U.S. Intellectual History Blog

“An American Tragedy in Which We All Have Played a Part”

Forty years ago today, on September 8, 1974, President Ford pardoned his predecessor Richard Nixon. As Rick Perlstein recalls in a piece published on Salon.com earlier today, it was a decision that was extraordinarily unpopular with both the media and the public at the time, but that has since become widely seen as one of Ford’s finest moments.[1] In 2001, the John F. Kennedy Presidential Library actually gave Ford a Profile in Courage Award for the pardon. Like Perlstein, I think the press and public got it right the first time. In the years since the pardon, Perlstein argues, our political elites have come to so overvalue the appearance of “comity” that “[a]ll it takes is the incantation of magic words like ‘stability’ and ‘confidence’ and ‘consensus’ in order to inure yourself from accountability for just about any malfeasance.” The Ford pardon stands as a monument to the false view that our country cannot afford to hold our politicians accountable.[2]

Ford’s statement announcing the pardon to the American people is a fascinating and odd document (a video of the statement can be seen here). His argument for the pardon is not particularly coherent. He seems most interested in getting the decision over with; the issue of what would happen to Nixon already threatened to dominate his month-old presidency. He repeatedly evokes God and the Constitution. He echoes Lincoln’s second inaugural address (“I have promised to uphold the Constitution, to do what is right as God gives me to see the right…”). He emphasizes his sense of responsibility and quotes Harry S. Truman (“the buck stops here”). He denies being influenced by his friendship to Richard Nixon, even while at times sounding as if his decision is based on pity for Nixon, whose “goal of peace” Ford even reaffirms in passing.

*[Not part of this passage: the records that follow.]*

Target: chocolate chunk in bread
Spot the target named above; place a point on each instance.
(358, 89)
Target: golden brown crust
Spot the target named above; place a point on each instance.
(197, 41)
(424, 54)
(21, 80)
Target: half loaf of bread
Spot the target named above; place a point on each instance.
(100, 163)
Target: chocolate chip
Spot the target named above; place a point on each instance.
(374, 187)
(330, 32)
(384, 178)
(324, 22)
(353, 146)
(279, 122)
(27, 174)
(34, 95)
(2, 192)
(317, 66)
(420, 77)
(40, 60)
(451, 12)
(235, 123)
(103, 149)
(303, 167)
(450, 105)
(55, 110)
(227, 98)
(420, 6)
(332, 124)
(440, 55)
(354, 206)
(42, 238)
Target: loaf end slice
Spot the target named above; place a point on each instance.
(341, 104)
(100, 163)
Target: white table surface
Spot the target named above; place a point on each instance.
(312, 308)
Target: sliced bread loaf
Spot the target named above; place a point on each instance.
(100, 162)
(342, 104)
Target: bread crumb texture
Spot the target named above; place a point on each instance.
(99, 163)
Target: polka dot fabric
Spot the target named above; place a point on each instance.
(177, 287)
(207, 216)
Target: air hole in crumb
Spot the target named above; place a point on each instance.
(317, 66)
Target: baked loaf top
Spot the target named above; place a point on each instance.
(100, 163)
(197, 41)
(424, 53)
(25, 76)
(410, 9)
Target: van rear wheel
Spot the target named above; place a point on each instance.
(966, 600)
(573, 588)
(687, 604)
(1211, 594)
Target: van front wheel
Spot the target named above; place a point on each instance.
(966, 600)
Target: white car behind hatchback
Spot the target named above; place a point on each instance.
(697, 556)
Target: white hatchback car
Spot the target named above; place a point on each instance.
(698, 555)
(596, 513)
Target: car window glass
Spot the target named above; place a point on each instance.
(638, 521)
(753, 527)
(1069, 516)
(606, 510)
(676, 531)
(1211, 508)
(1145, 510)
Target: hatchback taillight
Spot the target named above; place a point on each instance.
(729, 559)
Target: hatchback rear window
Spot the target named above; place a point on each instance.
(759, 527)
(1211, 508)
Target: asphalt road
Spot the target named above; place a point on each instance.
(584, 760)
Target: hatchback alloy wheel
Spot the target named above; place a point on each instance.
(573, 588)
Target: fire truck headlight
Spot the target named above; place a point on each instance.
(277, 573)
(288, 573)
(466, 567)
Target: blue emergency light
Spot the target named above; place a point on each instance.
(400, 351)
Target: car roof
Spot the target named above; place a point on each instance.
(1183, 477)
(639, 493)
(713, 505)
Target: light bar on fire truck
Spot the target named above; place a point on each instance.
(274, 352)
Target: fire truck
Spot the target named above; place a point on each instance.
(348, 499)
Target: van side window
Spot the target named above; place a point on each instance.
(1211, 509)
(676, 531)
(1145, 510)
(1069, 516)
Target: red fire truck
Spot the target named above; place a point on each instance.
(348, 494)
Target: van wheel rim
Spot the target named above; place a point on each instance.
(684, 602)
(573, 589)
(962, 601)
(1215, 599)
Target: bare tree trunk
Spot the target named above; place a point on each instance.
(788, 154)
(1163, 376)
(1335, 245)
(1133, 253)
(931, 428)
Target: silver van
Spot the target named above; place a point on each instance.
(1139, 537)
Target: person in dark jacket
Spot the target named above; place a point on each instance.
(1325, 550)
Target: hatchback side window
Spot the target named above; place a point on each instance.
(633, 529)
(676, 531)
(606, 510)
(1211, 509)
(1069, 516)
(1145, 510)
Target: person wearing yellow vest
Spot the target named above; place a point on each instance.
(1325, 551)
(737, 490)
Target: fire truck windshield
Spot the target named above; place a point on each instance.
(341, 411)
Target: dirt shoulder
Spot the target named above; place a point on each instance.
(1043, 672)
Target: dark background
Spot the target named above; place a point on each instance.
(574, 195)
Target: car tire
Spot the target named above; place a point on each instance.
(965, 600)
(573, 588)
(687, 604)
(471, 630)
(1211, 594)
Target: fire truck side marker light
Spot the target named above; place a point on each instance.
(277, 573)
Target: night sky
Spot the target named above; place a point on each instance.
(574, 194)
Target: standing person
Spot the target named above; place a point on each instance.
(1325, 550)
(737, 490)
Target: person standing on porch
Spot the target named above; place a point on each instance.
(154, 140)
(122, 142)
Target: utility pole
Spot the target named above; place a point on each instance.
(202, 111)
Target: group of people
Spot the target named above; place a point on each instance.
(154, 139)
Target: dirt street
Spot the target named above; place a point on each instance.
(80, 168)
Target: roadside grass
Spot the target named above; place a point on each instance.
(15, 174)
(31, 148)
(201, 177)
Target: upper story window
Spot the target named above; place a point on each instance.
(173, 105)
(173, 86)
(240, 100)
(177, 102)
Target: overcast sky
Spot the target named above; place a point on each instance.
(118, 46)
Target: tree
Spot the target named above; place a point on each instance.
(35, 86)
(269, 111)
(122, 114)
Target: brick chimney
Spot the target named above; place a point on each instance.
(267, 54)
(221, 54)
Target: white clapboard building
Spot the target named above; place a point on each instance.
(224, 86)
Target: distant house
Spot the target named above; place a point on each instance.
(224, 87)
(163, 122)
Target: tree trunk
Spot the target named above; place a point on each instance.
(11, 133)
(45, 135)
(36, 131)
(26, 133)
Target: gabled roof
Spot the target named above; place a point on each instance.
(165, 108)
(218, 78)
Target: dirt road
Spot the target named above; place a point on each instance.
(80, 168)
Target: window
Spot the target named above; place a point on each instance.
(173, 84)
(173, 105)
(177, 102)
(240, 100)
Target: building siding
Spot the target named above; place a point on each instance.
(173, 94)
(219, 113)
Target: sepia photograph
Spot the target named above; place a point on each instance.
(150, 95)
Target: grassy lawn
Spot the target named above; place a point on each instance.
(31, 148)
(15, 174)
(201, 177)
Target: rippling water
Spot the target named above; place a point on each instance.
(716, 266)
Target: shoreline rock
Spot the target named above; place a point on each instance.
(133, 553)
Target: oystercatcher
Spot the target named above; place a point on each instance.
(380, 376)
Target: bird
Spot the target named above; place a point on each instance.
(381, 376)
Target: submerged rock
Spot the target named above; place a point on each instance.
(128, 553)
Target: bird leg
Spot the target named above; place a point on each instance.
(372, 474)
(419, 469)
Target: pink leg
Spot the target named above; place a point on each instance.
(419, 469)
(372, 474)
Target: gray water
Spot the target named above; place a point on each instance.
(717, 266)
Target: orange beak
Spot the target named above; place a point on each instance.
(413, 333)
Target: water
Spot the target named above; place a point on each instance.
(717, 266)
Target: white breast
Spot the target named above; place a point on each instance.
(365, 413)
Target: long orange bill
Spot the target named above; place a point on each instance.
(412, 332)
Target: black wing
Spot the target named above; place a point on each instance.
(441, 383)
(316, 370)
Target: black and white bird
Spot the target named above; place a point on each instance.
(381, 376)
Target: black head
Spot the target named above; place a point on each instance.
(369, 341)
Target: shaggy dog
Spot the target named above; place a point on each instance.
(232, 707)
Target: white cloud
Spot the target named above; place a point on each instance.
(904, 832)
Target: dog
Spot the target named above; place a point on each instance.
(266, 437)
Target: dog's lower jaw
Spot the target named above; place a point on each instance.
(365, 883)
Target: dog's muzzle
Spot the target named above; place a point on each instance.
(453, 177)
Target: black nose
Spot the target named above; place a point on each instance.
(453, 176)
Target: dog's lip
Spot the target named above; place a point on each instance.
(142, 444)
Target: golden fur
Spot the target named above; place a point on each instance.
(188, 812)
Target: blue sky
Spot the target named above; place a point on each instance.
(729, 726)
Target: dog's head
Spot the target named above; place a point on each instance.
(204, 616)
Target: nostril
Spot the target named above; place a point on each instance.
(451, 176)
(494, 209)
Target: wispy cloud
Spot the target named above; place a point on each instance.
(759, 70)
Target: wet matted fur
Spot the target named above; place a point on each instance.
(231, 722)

But the sentence that I find most striking – and bizarre – is the one quoted in the title of this post. Speaking of Richard Nixon and his family, Ford declares, “Theirs is an American tragedy in which we all have played a part.” It would be hard to write a fuzzier or more mendacious sentence about Watergate.

This is anything but a profile in courage.


[1] Perlstein noted on Facebook today that the piece was originally scheduled to run in the New York Times, but that an editor there bizarrely claimed to be unable to follow the argument and killed it.

[2] Perlstein suggests that Ford’s pardon of Nixon caused or inspired this tendency. I think the massive initial unpopularity of the pardon suggests that the story is somewhat more complicated. Sometime during the twenty years after the pardon, for reasons that I suspect were separate from it, the tendency to overvalue stability and comity had become firmly enough lodged in our elite political culture that the orthodox view of the pardon shifted.